# Elon Musk poll



## Penquin (Oct 15, 2007)

Elon Musk has launched a poll about whether he should stay or stand down as head of Twitter.









Elon Musk asks Twitter poll if he should stay as boss


Elon Musk says he would "abide by the results" if social media users vote for him to step down.



www.bbc.co.uk





So far out of more than 16 MILLION votes the % is 57.5% to stand down, 42.4% to remain.

If you are interested, or a Tesla shareholder, you might like to vote….


----------



## erneboy (Feb 8, 2007)

I find the idea of a poll interesting.

Surely Musk can just control the result using bots?


----------



## Penquin (Oct 15, 2007)

We will see…. There are supposedly more than 120 MILLION users, who could each vote, so if he currently has had 16 million that is greater than the 10% return rate normally expected….

It could be that feelings are high, as Tesla shares have fallen markedly of late as he has reportedly switched his attention to Twitter, his space exploration also seems more backfoot now.


----------



## erneboy (Feb 8, 2007)

Isn't the point of bots that we won't see?


----------



## Penquin (Oct 15, 2007)

Poll closed with 57.5% for him to leave and 42.5% for him to stay so either his bots have gone against him, or other employees or former employees of Twitter have utilised more powerful bots……

He has yet to comment !


----------



## JanHank (Mar 29, 2015)

I don´t understand this, didn´t he buy Twitter, how can he be booted out of the position ?


----------



## erneboy (Feb 8, 2007)

Not booted, he's asking what people think.

Perhaps there were bots on both sides?
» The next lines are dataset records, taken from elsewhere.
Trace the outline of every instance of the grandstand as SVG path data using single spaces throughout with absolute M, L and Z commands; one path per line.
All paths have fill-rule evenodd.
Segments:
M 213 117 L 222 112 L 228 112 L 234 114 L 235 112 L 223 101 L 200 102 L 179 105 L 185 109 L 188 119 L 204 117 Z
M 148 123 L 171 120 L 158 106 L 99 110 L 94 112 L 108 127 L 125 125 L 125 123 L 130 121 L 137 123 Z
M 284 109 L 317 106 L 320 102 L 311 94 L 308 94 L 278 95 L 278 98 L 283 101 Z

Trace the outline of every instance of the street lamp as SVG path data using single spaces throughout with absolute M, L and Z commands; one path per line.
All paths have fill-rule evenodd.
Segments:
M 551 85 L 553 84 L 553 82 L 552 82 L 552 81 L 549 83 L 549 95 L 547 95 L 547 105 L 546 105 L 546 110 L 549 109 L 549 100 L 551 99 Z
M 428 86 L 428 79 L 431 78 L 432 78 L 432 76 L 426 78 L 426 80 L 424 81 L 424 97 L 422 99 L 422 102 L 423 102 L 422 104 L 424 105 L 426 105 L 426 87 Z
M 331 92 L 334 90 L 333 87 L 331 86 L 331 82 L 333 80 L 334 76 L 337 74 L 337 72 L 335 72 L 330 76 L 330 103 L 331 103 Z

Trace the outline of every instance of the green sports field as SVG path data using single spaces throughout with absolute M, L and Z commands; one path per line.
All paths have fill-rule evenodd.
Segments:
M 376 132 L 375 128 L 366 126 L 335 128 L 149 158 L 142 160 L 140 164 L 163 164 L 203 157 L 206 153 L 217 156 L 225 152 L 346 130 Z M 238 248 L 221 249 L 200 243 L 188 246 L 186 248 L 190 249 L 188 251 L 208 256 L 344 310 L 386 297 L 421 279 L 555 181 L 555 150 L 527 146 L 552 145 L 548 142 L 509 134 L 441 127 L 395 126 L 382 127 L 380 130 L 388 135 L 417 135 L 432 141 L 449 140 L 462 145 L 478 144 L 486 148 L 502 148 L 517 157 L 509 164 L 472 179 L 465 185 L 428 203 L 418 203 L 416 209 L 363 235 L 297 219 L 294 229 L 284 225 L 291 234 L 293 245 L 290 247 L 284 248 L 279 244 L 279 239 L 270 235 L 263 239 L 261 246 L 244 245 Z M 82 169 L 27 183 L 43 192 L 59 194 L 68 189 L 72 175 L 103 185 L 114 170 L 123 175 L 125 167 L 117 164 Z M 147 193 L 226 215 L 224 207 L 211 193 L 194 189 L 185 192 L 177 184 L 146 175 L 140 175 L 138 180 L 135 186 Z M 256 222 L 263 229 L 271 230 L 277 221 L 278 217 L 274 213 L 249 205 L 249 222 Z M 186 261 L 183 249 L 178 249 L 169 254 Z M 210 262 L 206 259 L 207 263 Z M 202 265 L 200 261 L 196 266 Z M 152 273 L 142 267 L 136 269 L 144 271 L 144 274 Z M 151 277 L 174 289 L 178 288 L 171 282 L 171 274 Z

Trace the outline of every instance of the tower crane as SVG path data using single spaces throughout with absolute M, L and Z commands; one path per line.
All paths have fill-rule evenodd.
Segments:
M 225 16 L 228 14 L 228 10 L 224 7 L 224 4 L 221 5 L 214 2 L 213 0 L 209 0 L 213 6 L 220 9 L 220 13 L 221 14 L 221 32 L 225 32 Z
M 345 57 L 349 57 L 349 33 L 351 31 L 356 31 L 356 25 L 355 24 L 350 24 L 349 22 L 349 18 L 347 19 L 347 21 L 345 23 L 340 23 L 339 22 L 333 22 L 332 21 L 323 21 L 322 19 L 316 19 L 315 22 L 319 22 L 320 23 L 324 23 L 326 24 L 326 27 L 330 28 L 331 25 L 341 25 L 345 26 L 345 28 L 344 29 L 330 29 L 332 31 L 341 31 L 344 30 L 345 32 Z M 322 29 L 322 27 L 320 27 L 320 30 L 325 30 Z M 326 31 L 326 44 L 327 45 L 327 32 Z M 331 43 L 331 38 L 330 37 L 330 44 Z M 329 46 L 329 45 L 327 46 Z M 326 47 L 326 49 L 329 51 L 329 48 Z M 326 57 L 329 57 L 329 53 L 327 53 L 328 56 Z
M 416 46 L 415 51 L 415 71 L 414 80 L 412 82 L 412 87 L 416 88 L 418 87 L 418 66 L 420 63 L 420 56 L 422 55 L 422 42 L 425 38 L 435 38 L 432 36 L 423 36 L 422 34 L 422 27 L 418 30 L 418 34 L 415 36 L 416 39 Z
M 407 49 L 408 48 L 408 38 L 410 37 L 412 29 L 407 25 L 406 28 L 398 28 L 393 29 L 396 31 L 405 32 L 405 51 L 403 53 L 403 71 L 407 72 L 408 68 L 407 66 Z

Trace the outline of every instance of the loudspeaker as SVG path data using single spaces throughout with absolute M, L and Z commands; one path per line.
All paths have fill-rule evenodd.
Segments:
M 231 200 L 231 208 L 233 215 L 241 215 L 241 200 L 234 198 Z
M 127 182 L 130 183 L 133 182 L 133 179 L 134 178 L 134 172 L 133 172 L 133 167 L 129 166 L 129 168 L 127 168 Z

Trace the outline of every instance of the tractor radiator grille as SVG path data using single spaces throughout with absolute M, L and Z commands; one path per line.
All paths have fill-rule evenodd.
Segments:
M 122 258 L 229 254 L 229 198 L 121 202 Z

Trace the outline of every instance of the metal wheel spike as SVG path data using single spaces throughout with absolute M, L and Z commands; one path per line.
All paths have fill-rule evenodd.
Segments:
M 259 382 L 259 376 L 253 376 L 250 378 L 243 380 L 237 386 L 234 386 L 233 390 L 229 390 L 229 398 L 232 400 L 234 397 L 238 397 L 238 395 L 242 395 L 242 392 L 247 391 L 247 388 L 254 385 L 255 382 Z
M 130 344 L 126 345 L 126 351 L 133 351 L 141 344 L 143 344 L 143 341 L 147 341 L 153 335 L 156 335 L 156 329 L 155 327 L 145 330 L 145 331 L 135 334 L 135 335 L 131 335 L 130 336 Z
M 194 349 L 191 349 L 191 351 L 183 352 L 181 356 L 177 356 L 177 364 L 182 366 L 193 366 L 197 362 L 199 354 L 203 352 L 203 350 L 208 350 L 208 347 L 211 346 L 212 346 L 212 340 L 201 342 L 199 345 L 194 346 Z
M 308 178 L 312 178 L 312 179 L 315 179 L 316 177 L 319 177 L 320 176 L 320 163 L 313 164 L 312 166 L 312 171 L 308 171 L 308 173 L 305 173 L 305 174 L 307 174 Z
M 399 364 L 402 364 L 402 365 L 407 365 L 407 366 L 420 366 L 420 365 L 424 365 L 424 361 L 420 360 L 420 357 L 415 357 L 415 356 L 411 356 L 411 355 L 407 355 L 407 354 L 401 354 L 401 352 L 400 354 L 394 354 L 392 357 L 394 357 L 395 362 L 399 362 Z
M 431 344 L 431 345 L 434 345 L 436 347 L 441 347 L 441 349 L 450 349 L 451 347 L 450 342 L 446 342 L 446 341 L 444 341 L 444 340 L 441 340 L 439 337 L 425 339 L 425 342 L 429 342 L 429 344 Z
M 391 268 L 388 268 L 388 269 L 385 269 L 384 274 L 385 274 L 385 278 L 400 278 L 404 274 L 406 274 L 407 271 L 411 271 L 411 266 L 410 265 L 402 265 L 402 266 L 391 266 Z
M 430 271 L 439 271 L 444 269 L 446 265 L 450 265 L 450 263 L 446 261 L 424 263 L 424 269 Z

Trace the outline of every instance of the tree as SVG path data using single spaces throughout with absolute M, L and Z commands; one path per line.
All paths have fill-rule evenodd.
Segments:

I find it hard to believe there'd be none at all.

Equally though there is speculation that given the damage his focusing on Twitter has done to his other businesses that he might have been looking for a way to back off from his close involvement in the running of Twitter.


----------



## barryd (May 9, 2008)

I dont think he wanted it. Didnt he try and back out of the deal?


----------



## Penquin (Oct 15, 2007)

He certainly did, but the Court compelled from memory ?


----------



## GMJ (Jun 24, 2014)

He'll still own it but run it on a day to day basis. Tesla shares have been taking a hit recently so the market thinks he has spread himself too thin I guess.

I had some admiration for him until he started doing weird FB things, especially the way he treated the workers there.


----------



## GMJ (Jun 24, 2014)

So he's off then (so he sys)...









Elon Musk to quit as Twitter CEO when replacement found


Elon Musk says he will resign as soon as he finds someone "foolish enough" to take over the job.



www.bbc.co.uk


----------



## Penquin (Oct 15, 2007)

But, will he sell it, or still own it and attempt to run it from a distance?


----------



## GMJ (Jun 24, 2014)

Personally I think he overpaid for it so he'll struggle to get near his purchase price unless he somehow adds value to it.

I don't think he'll be able to not interfere when he has a loose moment.


----------



## erneboy (Feb 8, 2007)

Selling it would be admitting to having made a huge mistake, does he admit it when he makes mistakes? Many people just can't manage to do that.


----------